Ritengo che l’orizzonte concettuale che abbraccia le riflessioni della sezione finale del libro sia dato dall’inscindibile unione di materia e spirito del creato. Sembra questo un orizzonte ben lontano dal tema liturgico eppure, a ben riflettere, esso appare lo sfondo imprescindibile per cogliere la ricchezza del culto cristiano in tutte le sue forme. Il corpus dei paragrafi del secondo capitolo sono infatti dedicati ad un’analisi della gestualità liturgica a cominciare dal segno della croce, dell’inginocchiarsi, dello stare in piedi e del sedersi, della voce umana a finire agli abiti liturgici. Non è un caso che l’ultimo paragrafo che chiude il libro, dedicato alla materia, cominci con queste parole:
La liturgia cattolica è liturgia della parola divenuta carne – divenuta carne in seguito alla resurrezione. Ed è liturgia cosmica, come abbiamo visto. È chiaro quindi che in essa non solo il corpo dell’uomo e i segni del cosmo hanno una parte decisiva, ma anche la materia di questo mondo le appartiene. (p. 216).

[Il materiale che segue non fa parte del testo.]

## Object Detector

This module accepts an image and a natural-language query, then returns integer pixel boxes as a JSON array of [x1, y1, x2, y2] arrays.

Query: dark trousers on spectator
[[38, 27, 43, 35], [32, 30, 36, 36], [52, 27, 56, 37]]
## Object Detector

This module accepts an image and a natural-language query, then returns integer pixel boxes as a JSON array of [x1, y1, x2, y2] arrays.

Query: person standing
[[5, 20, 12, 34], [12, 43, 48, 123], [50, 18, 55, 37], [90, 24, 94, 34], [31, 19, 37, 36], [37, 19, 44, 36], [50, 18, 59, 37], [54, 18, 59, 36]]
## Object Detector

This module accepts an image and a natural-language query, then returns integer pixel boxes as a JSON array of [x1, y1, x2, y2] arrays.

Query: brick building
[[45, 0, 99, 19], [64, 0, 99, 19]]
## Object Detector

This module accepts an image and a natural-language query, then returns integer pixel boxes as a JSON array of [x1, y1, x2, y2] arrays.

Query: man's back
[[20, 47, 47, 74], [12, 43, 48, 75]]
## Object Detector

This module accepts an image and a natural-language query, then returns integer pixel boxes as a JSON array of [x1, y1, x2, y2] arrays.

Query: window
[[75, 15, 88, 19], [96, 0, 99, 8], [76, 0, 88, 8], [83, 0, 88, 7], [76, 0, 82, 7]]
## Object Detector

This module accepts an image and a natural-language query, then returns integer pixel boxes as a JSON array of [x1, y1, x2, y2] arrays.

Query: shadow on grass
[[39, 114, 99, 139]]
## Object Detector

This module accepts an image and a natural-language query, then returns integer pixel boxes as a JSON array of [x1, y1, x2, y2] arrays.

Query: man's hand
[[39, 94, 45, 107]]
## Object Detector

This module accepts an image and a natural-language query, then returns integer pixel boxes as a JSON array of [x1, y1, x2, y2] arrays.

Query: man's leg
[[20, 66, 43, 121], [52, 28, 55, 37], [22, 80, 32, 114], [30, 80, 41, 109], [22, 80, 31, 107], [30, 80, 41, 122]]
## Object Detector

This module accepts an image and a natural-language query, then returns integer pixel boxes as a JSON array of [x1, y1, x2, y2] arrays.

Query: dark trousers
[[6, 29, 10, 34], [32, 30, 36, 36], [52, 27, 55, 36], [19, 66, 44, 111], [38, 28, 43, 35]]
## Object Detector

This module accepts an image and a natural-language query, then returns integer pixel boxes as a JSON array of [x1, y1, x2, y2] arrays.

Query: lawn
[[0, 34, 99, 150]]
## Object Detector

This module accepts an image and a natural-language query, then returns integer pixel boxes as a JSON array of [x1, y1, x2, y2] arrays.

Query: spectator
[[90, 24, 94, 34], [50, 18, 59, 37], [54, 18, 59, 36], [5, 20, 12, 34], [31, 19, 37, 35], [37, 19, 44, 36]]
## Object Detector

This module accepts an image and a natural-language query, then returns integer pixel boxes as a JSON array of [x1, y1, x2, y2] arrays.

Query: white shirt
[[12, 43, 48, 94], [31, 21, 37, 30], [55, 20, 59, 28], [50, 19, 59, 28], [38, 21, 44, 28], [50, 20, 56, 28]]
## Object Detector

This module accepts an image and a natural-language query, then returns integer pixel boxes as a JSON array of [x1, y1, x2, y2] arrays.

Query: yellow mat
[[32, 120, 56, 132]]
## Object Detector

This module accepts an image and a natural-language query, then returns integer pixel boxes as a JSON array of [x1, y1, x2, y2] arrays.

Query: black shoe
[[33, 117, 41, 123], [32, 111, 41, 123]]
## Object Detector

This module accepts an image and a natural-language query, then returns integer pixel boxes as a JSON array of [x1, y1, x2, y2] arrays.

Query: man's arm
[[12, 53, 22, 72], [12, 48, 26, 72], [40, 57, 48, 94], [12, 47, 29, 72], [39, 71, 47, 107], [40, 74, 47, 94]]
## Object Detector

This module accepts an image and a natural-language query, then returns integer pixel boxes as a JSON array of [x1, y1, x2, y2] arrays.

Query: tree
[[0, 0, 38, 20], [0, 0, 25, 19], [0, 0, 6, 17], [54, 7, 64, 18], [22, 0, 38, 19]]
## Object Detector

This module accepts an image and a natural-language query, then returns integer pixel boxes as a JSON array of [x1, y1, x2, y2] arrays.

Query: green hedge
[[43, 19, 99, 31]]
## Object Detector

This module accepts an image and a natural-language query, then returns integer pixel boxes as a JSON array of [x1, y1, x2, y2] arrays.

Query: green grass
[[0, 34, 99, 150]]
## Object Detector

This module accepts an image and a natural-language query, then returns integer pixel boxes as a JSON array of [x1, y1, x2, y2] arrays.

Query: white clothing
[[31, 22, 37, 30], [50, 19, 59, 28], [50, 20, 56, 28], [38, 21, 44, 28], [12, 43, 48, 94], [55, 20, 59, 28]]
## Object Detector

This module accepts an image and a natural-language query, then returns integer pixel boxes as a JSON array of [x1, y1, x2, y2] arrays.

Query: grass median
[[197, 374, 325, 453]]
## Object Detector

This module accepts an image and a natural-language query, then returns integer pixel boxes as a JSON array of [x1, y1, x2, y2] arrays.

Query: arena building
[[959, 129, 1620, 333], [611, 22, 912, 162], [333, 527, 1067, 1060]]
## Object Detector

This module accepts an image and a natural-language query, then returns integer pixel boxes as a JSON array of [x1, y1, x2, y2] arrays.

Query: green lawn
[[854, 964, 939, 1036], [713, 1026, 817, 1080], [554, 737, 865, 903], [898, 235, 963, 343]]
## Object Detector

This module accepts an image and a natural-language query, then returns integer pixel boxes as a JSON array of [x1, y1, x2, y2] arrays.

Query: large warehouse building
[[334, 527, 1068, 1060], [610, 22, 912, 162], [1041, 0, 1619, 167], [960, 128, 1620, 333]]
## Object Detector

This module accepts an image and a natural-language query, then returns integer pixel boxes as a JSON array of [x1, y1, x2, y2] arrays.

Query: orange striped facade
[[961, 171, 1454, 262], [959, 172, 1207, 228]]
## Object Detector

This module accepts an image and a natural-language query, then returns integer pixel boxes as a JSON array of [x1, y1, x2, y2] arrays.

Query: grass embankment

La Creazione e l’Incarnazione costituiscono insieme il fondamento ultimo che dona dignità massima alla materia. La creazione è tale perché appunto genera ab nihilo tutto quanto ha l’esistenza (che in quanto tale non appartiene ha nessun ente in modo essenziale, bensì è partecipata dagli enti nella misura determinata dall’essenza propria). Anche la materia, dunque, ha origine dall’atto della creazione e porta con sé la bontà metafisica che contrassegna essenzialmente tutto ciò che dalla volontà di Dio ha ricevuto gratuitamente l’esistenza. La materia non preesiste allo spirito, come entità malvagia e invalidante. Essa, invece, è una dimensione fondamentale del creato, è perciò cosa buona. L’incarnazione, invece, nobilita la materia in quanto essa costituisce la destinazione ultima della donazione agapica di Dio, divenendo la sua dimora prescelta e quindi il luogo stesso della redenzione. Tutto ciò va a determinare quell’orizzonte concettuale al quale più sopra facevo riferimento, in base al quale il corpo stesso del fedele diventa non soltanto simbolo orante, ma realtà viva orante:
Il gesto corporale è, come tale, portatore di un senso spirituale – quello appunto dell’adorazione, senza del quale esso resterebbe privo di significato – mentre a sua volta, il gesto spirituale, per sua stessa natura, in forza dell’unità fisico-spirituale della persona umana, deve esprimersi necessariamente nel gesto corporale. […] L’adorazione è uno di quegli atti spirituali che interessano l’uomo tutto intero (p. 187).
Il fedele prega con la parola, ma prega anche con il corpo, comunicando con esso potenti significati. Pensiamo alla differenza sottile, eppure radicale, della prostratio, dell’inginocchiarsi e del cadere ai piedi. Gestualità simili, certo, ma allo stesso tempo diversi e in grado di veicolare significati storico-metafisico-teologici di grande importanza. Concludo dicendo che alla fine del libro di Ratzinger, dopo una lettura attenta ed analitica, emerge in modo preponderante il guadagno ultimo del Movimento Liturgico: la liturgia è davvero teologia. Se è vero, infatti, che in senso letterale la teologia è il logos su Dio e allo stesso tempo il logos di Dio, non c’è altro luogo oltre alla celebrazione liturgica in cui tale doppia definizione risulti maggiormente confermata.